Now we create a VirtualHost that we can use for the test application

NameVirtualHost *:80

<VirtualHost *:80>
    ServerAdmin william@firstyear.id.au
    DocumentRoot /var/empty
    ServerName 172.16.209.150

    <LocationMatch /selinux/test/c2>
    selinuxDomainVal        *:s0:c2
    </LocationMatch>
    <LocationMatch /selinux/test/c3>
    selinuxDomainVal        *:s0:c3
    </LocationMatch>

    #Alias /robots.txt /usr/local/wsgi/static/robots.txt
    #Alias /favicon.ico /usr/local/wsgi/static/favicon.ico

    AliasMatch ^/([^/]*\.css) /var/www/django_base/static/styles/$1

    Alias /media/ /var/www/django_base/media/
    Alias /static/ /var/www/django_base/static/

    <Directory /var/www/django_base/static>
    Order deny,allow
    Allow from all
    </Directory>

    <Directory /var/www/django_base/media>
    Order deny,allow
    Allow from all
    </Directory>

    WSGIScriptAlias / /var/www/django_base/django_base/wsgi.py

    <Directory /var/www/django_base/scripts>
    Order allow,deny
    Allow from all
    </Directory>
</VirtualHost>

We also need to alter /etc/httpd/conf.d/mod_selinux.conf to have MCS labels.

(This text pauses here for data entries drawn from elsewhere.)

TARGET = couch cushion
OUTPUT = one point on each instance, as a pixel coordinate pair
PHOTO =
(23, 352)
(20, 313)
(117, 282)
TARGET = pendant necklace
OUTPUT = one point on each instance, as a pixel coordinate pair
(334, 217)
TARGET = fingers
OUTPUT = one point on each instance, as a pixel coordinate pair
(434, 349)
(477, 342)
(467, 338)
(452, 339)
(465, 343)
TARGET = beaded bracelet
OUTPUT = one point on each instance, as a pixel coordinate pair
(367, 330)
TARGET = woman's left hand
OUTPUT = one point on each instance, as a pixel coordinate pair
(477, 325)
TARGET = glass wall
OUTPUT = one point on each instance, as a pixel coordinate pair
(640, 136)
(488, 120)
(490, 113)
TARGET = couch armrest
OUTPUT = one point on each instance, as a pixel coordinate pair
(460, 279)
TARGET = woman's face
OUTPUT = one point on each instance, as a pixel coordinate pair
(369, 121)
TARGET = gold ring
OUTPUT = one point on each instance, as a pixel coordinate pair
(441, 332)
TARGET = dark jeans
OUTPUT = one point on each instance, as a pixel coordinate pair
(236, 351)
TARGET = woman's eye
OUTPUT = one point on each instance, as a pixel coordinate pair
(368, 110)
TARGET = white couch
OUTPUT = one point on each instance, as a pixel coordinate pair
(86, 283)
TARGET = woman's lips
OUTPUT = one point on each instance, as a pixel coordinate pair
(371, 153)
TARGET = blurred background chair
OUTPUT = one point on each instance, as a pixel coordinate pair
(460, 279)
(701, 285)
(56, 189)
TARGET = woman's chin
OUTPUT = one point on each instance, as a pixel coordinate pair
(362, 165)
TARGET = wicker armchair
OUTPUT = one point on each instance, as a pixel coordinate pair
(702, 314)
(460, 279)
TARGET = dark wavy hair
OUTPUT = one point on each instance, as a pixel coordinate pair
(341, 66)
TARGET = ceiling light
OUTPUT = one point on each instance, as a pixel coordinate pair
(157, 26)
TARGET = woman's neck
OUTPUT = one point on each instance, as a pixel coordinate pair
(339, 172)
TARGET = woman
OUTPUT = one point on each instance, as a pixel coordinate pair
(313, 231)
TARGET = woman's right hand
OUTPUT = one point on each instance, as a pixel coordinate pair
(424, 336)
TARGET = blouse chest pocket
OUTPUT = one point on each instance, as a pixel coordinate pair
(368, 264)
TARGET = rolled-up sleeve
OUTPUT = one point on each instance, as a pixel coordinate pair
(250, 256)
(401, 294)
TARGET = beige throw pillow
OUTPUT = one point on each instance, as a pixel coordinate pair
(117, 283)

selinuxServerDomain     *:s0:c0.c100

And finally, download the (now sadly lost) tar ball, and unpack it to /var/www

cd /var/www
tar -xvzf django_selinux_test.tar.gz

Now, navigating to the right URL will show you the different SELinux contexts

http://localhost/selinux/test/test

Hello. Your processes context is [0, 'system_u:system_r:httpd_t:s0:c0.c100']

http://localhost/selinux/test/c2

Hello. Your processes context is [0, 'system_u:system_r:httpd_t:s0:c2']

http://localhost/selinux/test/c3

Hello. Your processes context is [0, 'system_u:system_r:httpd_t:s0:c3']

The best part about this is that this context is passed via the local unix socket to sepgsql - meaning that specific locations in your Django application can have different SELinux MCS labels, allowing mandatory access controls to tables and columns. Once I work out row-level permissions in sepgsql, these will also be available to django processes via this means.

Example of why you want this.

You have a shopping cart application. In your users profile page, you allow access to that URL to view / write to the credit card details of a user. In the main application, this column is in a different MCS - So exploitation of the django application, be it SQL injection, or remote shell execution - the credit cards remain in a separate domain, and thus inaccessible.

Additionally, these MCS labels are applied to files uploaded into /media for example, so you can use this to help restrict access to documents etc.